Son el tesoro escondido que la Humanidad guarda casi sin saberlo y reflejan, como en una bola de cristal que fuera espejo del pasado, la historia de nuestra especie.
Me enredé en estos devaneos amazónicos recordando las explicaciones de Sydney Possuelo cuando describe las formas de cultivo de roza y quema tal como las practican las comunidades indígenas; un pequeñísimo espacio de bosque que se despeja bajo fuego controlado, se desbroza y se siembra con la ayuda fertilizante de las cenizas. El sembradío se repetirá hasta que la tierra, con la que viven en estrecha intimidad, les avise que necesita descansar, que es hora de abrir otro espacio, siempre reglado por los permisos que ella les dé. Porque la tierra sabia le enseñó al indio la página del materialismo dialéctico donde dice que la acumulación de cambios cuantitativos, inadvertidos y graduales, eclosiona de pronto en el cambio cualitativo, de manera que si no se la cuida, la selva, un día, derivará en desierto.

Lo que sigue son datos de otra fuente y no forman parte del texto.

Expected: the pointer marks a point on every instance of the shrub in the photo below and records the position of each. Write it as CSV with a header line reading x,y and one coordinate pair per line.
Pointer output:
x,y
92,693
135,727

Pero el hombre blanco exportador maneja otras dimensiones de su derecho al fuego. En el descamino que lleva esta nota habrá una india con nombre asomándose al borde de la espesura para mirar acongojada los incendios que, para algunos limpian, pero para ella van ahogando su selva, y escuchará la risotada de un político sin nombre que importe –porque no es más que una de las tantas caras del fascismo neoliberal— diciendo que hay poco indio para demasiada tierra.

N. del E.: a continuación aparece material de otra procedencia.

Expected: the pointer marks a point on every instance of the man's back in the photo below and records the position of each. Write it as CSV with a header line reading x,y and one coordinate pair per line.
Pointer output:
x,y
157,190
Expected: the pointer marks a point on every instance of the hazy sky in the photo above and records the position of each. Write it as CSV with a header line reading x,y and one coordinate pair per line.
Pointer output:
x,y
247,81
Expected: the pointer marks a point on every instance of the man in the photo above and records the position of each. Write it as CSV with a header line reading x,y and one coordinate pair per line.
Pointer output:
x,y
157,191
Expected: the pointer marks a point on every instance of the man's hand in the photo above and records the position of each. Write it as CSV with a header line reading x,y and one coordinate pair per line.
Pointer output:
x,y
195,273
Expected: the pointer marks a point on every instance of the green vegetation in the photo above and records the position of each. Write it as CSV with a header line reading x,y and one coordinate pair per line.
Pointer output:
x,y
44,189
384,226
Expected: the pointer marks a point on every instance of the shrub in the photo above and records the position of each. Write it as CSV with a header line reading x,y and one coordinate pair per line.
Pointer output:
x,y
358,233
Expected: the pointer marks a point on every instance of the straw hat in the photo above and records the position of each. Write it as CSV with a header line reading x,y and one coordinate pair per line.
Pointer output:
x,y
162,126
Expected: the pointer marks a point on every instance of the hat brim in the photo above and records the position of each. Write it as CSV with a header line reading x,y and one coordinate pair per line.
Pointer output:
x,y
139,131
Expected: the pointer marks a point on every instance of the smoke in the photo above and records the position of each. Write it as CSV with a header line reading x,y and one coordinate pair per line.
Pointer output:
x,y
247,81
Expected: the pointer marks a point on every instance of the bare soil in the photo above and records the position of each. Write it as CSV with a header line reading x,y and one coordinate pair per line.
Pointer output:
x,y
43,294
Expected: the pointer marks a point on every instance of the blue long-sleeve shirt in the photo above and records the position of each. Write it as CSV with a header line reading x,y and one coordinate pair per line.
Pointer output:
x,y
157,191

Más acá de la Amazonia no estamos exentos de los parecidos fuegos del negocio agrofinanciero y la especulación inmobiliaria en las islas del Delta, en los humedales santafecinos de Jaaukanigas, en los bosques del Chaco y del valle de Punilla, en zonas ribereñas de Corrientes y Misiones, que estremecen la biodiversidad y asfixian los pulmones del prójimo expeliendo aires ennegrecidos por las humaredas, requemados o fumigados, espesados de cenizas, un daño colateral que el Capital manda a ganancias y pérdidas.

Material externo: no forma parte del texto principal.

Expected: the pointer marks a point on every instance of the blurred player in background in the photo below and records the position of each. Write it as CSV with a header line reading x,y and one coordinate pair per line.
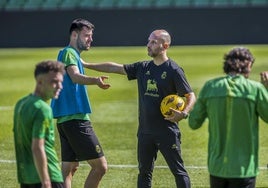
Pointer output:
x,y
264,78
37,161
232,104
156,79
78,139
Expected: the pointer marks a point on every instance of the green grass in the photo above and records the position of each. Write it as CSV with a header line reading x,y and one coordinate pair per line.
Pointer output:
x,y
115,112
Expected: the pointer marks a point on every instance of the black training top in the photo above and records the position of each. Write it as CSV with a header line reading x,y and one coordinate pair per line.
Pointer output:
x,y
154,83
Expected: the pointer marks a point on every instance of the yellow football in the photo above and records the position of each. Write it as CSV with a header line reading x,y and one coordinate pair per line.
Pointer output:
x,y
171,101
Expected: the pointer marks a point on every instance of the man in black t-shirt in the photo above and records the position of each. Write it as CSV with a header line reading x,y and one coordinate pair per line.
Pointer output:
x,y
156,79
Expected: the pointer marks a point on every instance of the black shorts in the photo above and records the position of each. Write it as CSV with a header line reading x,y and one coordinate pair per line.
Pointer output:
x,y
39,185
78,141
218,182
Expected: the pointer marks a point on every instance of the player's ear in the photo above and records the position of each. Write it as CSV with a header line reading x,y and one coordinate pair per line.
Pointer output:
x,y
166,45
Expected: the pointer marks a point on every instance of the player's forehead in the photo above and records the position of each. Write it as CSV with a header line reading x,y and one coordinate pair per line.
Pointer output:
x,y
86,30
153,37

Del equilibrio de esa relación dialéctica entre la cantidad y la calidad depende nuestro camino a la transmodernidad, desde la actual era geológica que estamos viviendo y que ese tal Jason Moore dio en llamar capitaloceno, haciendo hincapié en que la destrucción del ecosistema planetario no es culpa individual de los seres humanos sino de que todo el trabajo humano y no humano está subordinado a los mega beneficios, a la acumulación ilimitada del capital. Parafraseando a dos que solían hablar de economía: es la fase superior del capitalismo, estúpido.